Root aggregate and rebuilds

brendanheading · ‎2010-10-06

Hi all,

I know this subject has been done to death but I was hoping to clarify a few details around aggregate consistency checks (wafl_check), specifically in the scenario common on smaller FASen where there is no dedicated root aggregate.

1. The idea behind having a separate root aggregate is so that the controller in question can be brought up quickly in the event of corruption. But it doesn't effect the length of time the data server will be inaccessible for, since the aggregate being checked must remain offline until the check completes (outside of the obvious fact that all other things assumed equal an aggregate without a root volume would have slightly less data to check). Is this correct ?

2. Is it possible to leave a volume online even though it has been marked for a consistency check, in order (for example) to delay having to take the filer offline until a convenient point eg. outside business hours ? If so what are the risks ? Looking at the documentation it does look as if there is an option to start even if the volume is marked inconsistent. In my head I'm thinking that, in an emergency, one could use snapmirror to move volumes over to another aggregate on the other controller and serve them from there with minimal downtime.

3. Is it possible to estimate how long a check can take given the size of the aggregate and the amount of active data stored therein ? Given the scenario where we've got two 11-disk aggregates (9+2 parity) on a FAS2020, I'm hoping that it's something that would take hours rather than days.

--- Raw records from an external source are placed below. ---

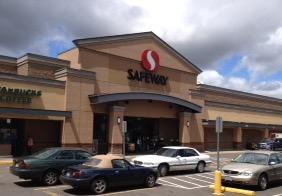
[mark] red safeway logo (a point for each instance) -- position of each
(150, 60)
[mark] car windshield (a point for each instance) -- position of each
(167, 152)
(93, 162)
(253, 158)
(43, 154)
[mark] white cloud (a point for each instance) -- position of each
(212, 77)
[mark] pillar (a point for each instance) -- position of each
(115, 129)
(237, 138)
(184, 128)
(265, 133)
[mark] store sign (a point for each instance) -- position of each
(16, 95)
(151, 63)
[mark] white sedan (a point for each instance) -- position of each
(174, 158)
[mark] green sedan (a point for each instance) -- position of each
(46, 165)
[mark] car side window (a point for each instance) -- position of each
(279, 156)
(190, 153)
(65, 155)
(273, 158)
(81, 155)
(119, 163)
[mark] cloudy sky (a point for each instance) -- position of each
(237, 44)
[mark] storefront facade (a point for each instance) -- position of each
(83, 97)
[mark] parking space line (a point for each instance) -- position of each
(51, 187)
(135, 190)
(50, 193)
(204, 176)
(186, 181)
(198, 179)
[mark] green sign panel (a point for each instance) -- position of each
(17, 95)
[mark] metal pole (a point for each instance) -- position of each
(217, 146)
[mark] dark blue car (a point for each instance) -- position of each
(104, 171)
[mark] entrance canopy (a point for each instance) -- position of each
(105, 98)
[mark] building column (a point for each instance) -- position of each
(115, 129)
(265, 133)
(184, 128)
(237, 138)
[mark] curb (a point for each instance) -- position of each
(6, 163)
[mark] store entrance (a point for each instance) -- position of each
(14, 134)
(142, 135)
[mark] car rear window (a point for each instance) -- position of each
(93, 162)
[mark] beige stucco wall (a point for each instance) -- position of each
(235, 115)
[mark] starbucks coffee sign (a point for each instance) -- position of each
(17, 95)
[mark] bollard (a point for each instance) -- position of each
(235, 190)
(217, 183)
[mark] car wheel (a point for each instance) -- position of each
(262, 182)
(50, 178)
(200, 167)
(99, 186)
(163, 169)
(150, 181)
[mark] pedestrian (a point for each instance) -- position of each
(30, 144)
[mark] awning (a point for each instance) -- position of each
(105, 98)
(35, 112)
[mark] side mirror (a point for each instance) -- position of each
(272, 163)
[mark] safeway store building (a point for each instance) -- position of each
(82, 98)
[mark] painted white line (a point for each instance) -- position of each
(135, 190)
(183, 187)
(186, 181)
(204, 176)
(51, 187)
(199, 180)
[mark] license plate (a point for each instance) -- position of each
(227, 178)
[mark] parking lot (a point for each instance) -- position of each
(177, 183)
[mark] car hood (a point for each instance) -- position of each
(151, 158)
(240, 167)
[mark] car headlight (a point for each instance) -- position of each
(246, 173)
(146, 163)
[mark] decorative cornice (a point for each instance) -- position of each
(242, 107)
(135, 36)
(28, 79)
(44, 60)
(75, 73)
(9, 60)
(238, 93)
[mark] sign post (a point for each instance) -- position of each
(124, 130)
(218, 131)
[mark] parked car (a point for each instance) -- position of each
(173, 158)
(104, 171)
(257, 168)
(46, 165)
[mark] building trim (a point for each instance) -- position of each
(243, 125)
(34, 112)
(238, 93)
(134, 36)
(104, 98)
(242, 107)
(29, 79)
(76, 73)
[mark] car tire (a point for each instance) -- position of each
(262, 182)
(98, 186)
(150, 181)
(163, 170)
(201, 167)
(50, 178)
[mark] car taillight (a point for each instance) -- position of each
(76, 174)
(23, 165)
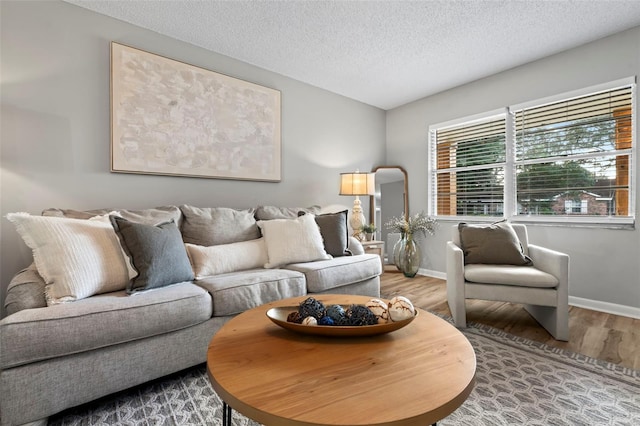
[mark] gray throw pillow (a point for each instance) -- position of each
(157, 253)
(496, 244)
(334, 231)
(211, 226)
(275, 212)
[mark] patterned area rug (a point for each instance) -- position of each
(518, 382)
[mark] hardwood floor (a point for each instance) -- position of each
(596, 334)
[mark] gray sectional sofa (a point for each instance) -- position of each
(60, 350)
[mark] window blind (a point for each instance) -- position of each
(575, 152)
(470, 166)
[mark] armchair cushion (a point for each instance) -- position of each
(496, 244)
(521, 276)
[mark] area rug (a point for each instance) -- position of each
(518, 382)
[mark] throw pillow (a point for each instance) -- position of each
(156, 252)
(495, 244)
(334, 231)
(292, 241)
(224, 258)
(76, 258)
(217, 225)
(150, 216)
(275, 212)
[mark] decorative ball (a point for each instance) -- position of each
(401, 308)
(326, 321)
(310, 321)
(361, 315)
(311, 307)
(294, 317)
(380, 310)
(336, 313)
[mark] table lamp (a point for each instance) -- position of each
(356, 183)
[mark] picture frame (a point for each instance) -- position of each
(172, 118)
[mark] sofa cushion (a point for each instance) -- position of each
(217, 225)
(520, 276)
(151, 216)
(99, 321)
(77, 258)
(236, 292)
(324, 275)
(292, 240)
(156, 252)
(224, 258)
(275, 212)
(25, 291)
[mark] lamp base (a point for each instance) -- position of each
(357, 219)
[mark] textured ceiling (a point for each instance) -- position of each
(383, 53)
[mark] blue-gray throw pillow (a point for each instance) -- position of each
(156, 252)
(334, 231)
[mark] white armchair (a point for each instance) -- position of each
(542, 287)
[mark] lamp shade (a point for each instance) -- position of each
(357, 183)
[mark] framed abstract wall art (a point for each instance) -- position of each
(172, 118)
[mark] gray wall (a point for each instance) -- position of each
(605, 263)
(55, 126)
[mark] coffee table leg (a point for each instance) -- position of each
(226, 414)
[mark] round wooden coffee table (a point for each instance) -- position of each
(416, 375)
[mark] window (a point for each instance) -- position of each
(568, 158)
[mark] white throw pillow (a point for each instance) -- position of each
(224, 258)
(292, 241)
(76, 258)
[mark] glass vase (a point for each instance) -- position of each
(409, 256)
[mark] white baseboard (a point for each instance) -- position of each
(594, 305)
(610, 308)
(431, 273)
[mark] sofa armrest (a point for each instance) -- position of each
(455, 283)
(25, 291)
(355, 246)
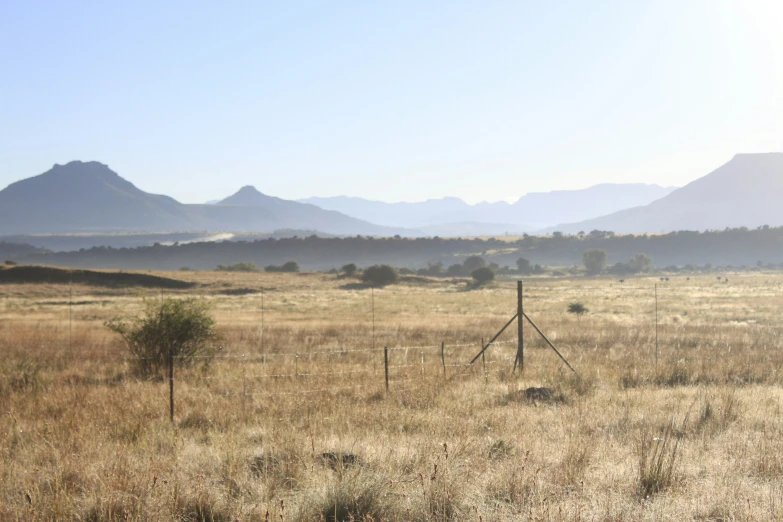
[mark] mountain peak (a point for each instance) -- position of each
(247, 196)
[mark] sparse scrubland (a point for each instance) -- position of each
(292, 422)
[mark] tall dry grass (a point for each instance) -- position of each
(82, 438)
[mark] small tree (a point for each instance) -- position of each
(349, 270)
(471, 263)
(289, 266)
(577, 308)
(483, 275)
(182, 328)
(379, 275)
(640, 263)
(594, 261)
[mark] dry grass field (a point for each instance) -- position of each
(292, 423)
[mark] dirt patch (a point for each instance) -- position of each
(49, 275)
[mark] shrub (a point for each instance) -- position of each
(183, 328)
(290, 266)
(472, 263)
(577, 308)
(658, 457)
(379, 275)
(524, 266)
(349, 269)
(238, 267)
(483, 275)
(594, 261)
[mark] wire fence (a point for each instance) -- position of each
(660, 316)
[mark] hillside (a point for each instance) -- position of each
(90, 197)
(533, 211)
(735, 247)
(745, 192)
(250, 205)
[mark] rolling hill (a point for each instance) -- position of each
(531, 212)
(745, 192)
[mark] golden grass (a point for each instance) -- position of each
(81, 438)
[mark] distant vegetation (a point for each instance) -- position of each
(380, 275)
(437, 256)
(179, 328)
(482, 275)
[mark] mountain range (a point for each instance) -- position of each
(89, 197)
(747, 191)
(533, 211)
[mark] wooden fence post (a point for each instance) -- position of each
(171, 385)
(443, 357)
(386, 366)
(484, 362)
(520, 359)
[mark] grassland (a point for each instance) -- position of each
(293, 423)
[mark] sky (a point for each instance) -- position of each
(394, 101)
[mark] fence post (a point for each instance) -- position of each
(520, 359)
(443, 357)
(656, 327)
(171, 385)
(386, 366)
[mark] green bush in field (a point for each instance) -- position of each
(183, 328)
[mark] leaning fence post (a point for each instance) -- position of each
(171, 385)
(484, 361)
(443, 357)
(520, 358)
(386, 366)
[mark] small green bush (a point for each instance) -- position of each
(183, 328)
(380, 275)
(483, 275)
(238, 267)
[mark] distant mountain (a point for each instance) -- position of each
(746, 191)
(531, 212)
(90, 197)
(402, 214)
(84, 197)
(287, 214)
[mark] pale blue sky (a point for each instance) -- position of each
(396, 100)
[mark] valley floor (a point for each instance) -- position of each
(293, 421)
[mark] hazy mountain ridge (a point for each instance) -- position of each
(746, 191)
(531, 212)
(90, 197)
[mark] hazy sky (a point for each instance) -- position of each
(395, 100)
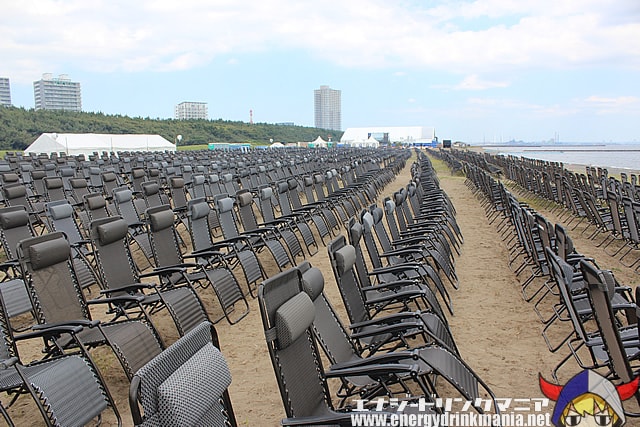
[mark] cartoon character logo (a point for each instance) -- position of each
(588, 399)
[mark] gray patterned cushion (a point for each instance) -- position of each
(96, 201)
(14, 191)
(313, 282)
(161, 219)
(17, 218)
(199, 210)
(345, 258)
(53, 182)
(62, 210)
(123, 195)
(225, 204)
(244, 199)
(177, 182)
(112, 231)
(150, 188)
(293, 318)
(192, 391)
(266, 193)
(48, 253)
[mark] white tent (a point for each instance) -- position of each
(413, 135)
(87, 143)
(319, 143)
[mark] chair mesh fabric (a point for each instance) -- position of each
(70, 391)
(60, 211)
(203, 376)
(293, 318)
(345, 259)
(13, 217)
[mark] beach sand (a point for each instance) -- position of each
(498, 334)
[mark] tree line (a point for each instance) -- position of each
(19, 127)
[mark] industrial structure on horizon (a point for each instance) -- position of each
(57, 93)
(327, 108)
(5, 92)
(191, 111)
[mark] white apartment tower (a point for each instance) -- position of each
(5, 92)
(191, 110)
(327, 108)
(57, 93)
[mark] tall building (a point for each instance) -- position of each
(327, 107)
(192, 110)
(57, 93)
(5, 91)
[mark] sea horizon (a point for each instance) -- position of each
(620, 155)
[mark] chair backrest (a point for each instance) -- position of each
(14, 226)
(287, 317)
(162, 233)
(186, 384)
(244, 200)
(55, 292)
(327, 327)
(600, 284)
(54, 188)
(61, 217)
(224, 206)
(151, 193)
(109, 238)
(123, 200)
(178, 193)
(563, 274)
(343, 258)
(199, 227)
(96, 206)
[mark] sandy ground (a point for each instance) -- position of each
(498, 334)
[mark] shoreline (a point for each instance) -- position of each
(573, 167)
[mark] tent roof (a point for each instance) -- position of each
(396, 133)
(87, 143)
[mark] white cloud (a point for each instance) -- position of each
(473, 82)
(612, 105)
(463, 36)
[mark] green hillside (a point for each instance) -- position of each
(20, 127)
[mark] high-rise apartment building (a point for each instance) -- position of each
(57, 93)
(5, 91)
(192, 110)
(327, 107)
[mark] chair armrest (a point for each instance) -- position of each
(77, 322)
(408, 328)
(133, 287)
(392, 357)
(390, 285)
(395, 268)
(389, 319)
(47, 330)
(117, 300)
(7, 363)
(373, 370)
(341, 419)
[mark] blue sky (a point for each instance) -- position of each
(483, 70)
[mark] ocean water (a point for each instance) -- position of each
(621, 156)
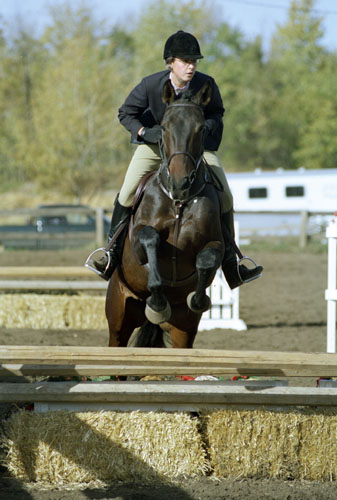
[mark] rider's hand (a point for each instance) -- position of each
(151, 135)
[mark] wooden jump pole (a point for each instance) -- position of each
(148, 361)
(186, 396)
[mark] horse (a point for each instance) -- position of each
(174, 244)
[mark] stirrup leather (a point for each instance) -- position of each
(89, 262)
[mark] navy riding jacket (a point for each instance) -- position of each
(144, 106)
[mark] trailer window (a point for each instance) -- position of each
(257, 193)
(293, 191)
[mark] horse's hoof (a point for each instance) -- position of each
(205, 307)
(157, 317)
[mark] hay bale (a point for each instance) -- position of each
(61, 448)
(299, 444)
(42, 311)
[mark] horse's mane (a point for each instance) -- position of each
(185, 96)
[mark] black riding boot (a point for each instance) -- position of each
(105, 265)
(236, 274)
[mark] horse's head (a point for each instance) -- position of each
(183, 137)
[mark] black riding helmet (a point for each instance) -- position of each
(183, 45)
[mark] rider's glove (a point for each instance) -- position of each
(151, 135)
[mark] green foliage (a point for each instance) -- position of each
(60, 92)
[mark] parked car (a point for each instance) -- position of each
(54, 227)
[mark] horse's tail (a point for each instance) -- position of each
(150, 335)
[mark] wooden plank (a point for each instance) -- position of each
(45, 272)
(199, 394)
(177, 361)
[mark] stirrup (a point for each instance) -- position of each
(245, 257)
(89, 262)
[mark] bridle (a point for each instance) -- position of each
(165, 165)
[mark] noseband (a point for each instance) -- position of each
(166, 161)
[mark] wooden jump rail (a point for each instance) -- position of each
(173, 395)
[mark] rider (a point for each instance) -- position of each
(141, 114)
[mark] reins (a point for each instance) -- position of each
(179, 204)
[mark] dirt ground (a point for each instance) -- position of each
(285, 310)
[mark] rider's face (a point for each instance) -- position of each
(183, 71)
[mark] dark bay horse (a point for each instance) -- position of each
(175, 244)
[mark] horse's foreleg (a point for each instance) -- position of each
(157, 309)
(208, 261)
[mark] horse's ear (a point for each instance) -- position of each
(168, 93)
(204, 95)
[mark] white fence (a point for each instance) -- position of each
(331, 292)
(225, 307)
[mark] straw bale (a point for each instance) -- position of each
(299, 444)
(52, 311)
(63, 448)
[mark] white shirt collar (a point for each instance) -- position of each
(179, 90)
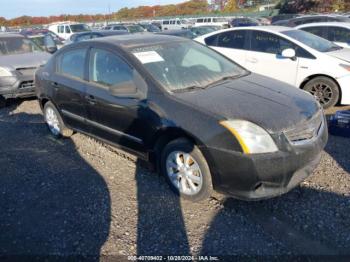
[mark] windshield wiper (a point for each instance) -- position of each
(188, 88)
(334, 48)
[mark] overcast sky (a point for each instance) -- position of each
(15, 8)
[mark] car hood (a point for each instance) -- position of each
(342, 54)
(35, 59)
(269, 103)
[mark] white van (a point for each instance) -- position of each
(176, 23)
(216, 21)
(65, 30)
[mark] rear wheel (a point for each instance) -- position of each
(54, 122)
(2, 102)
(324, 89)
(186, 170)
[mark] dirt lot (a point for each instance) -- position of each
(77, 196)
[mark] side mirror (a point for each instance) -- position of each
(124, 89)
(289, 53)
(51, 49)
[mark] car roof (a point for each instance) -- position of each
(11, 35)
(340, 24)
(137, 40)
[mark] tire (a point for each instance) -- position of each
(2, 102)
(195, 187)
(324, 89)
(54, 122)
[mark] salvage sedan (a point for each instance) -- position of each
(203, 121)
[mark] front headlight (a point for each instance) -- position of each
(252, 138)
(4, 72)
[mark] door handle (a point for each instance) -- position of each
(252, 60)
(91, 99)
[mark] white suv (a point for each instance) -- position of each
(293, 56)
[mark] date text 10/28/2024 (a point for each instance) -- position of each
(173, 258)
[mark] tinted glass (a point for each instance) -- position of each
(108, 69)
(274, 44)
(313, 41)
(232, 39)
(17, 45)
(317, 30)
(72, 63)
(184, 64)
(339, 34)
(79, 28)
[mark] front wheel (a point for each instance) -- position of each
(324, 89)
(186, 170)
(54, 122)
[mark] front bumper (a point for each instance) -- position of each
(261, 176)
(17, 86)
(344, 83)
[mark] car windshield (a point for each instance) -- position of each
(186, 65)
(17, 45)
(135, 28)
(313, 41)
(79, 28)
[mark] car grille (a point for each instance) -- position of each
(28, 71)
(307, 131)
(27, 84)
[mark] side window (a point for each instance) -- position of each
(107, 69)
(339, 34)
(264, 42)
(316, 30)
(68, 31)
(72, 63)
(195, 58)
(232, 39)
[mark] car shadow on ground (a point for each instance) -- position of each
(305, 221)
(53, 203)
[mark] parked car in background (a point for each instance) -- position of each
(338, 33)
(307, 19)
(93, 34)
(149, 27)
(130, 28)
(222, 22)
(19, 59)
(243, 21)
(293, 56)
(205, 29)
(187, 33)
(202, 120)
(115, 27)
(65, 30)
(173, 24)
(32, 31)
(45, 41)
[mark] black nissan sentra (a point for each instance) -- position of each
(203, 121)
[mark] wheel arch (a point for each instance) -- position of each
(309, 78)
(163, 137)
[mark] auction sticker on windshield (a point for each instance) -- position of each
(148, 57)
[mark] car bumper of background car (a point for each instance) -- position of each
(261, 176)
(17, 86)
(344, 83)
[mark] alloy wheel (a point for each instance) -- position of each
(184, 172)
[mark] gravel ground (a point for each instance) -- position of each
(79, 197)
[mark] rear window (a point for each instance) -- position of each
(17, 45)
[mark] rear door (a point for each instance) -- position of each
(116, 118)
(69, 85)
(264, 57)
(232, 44)
(339, 35)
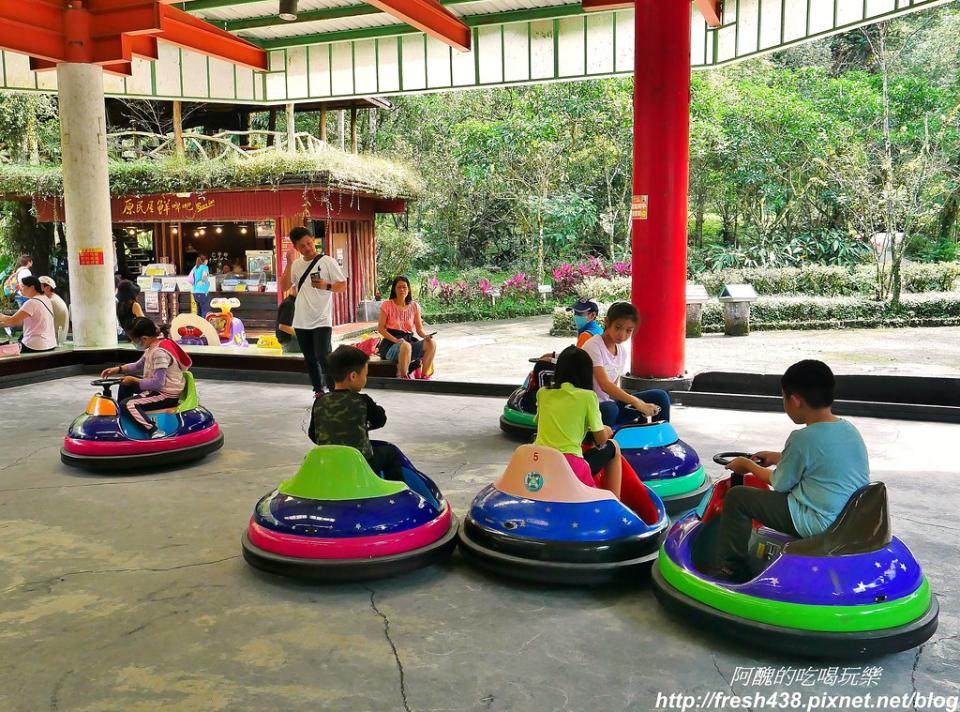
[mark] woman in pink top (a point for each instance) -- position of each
(399, 320)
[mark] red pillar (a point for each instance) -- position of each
(661, 137)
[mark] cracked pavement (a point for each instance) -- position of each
(131, 594)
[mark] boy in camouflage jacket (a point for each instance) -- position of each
(345, 415)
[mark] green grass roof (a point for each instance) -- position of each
(332, 168)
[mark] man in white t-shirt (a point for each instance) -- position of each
(36, 315)
(61, 312)
(609, 355)
(314, 279)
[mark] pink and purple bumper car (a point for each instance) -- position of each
(336, 520)
(105, 439)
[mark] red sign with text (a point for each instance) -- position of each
(91, 256)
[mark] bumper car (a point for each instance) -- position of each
(192, 330)
(337, 521)
(229, 328)
(665, 463)
(538, 522)
(518, 417)
(106, 439)
(852, 591)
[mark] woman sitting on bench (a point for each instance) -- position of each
(399, 320)
(163, 364)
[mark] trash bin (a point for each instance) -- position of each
(368, 310)
(736, 300)
(696, 297)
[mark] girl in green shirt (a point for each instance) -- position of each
(567, 411)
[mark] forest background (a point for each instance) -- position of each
(827, 170)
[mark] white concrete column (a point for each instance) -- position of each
(291, 129)
(86, 195)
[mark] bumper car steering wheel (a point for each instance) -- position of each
(106, 384)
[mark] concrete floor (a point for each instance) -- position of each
(466, 351)
(130, 593)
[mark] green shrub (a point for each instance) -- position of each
(786, 313)
(397, 250)
(826, 281)
(930, 277)
(503, 309)
(601, 289)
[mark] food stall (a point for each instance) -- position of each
(243, 233)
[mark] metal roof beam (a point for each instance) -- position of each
(195, 5)
(327, 13)
(493, 18)
(605, 5)
(431, 17)
(711, 11)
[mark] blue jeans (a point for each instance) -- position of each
(416, 351)
(615, 413)
(203, 303)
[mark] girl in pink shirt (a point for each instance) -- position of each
(399, 320)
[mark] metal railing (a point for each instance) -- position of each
(139, 145)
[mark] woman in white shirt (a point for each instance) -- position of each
(36, 315)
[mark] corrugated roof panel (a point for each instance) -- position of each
(487, 6)
(309, 28)
(270, 7)
(265, 9)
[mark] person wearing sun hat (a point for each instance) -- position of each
(61, 312)
(585, 314)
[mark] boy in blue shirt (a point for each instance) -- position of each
(585, 314)
(820, 467)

4. Do I understand correctly that the wafliron command can bring up the volumes on an aggregate one by one, as they are checked off, provided that there are no root volumes therein ? As such, it sounds like the quickest option to return to service would be to keep a recent copy (eg with snapmirror) of the root volume; in the event of a failure, redesignate the SM copy as the "real" root and then run wafliron ?

erick_moore · ‎2010-12-06

Lets bump up this thread because these are all valid and important questions. I have heard both ways from NetApp on if you really need a separate aggregate for your root volume. Some seem to think having it separated is a must, others seem to think that it isn't needed anymore with the newer releases of ONTAP. I am somewhat torn on the issue. We have never experienced any kind of data corruption, even when we had the power pulled on both controllers of an HA pair during peak processing. The part where I am torn though is the "what if" case. My concern, like yours, is how long will my data be unavailable? If the system has to work through the entire aggregate the root volume sits on before bringing up the system that could be an issue, especially if you have your root vol sitting on a large 64bit aggregate.

Can anyone from NetApp chime in here? What about system integrators; best practices, things you have seen in the field? I too am curious as we are thinking about forgoing the separate root aggregate if there are sufficient means to bring data online quickly.

Thanks,

E-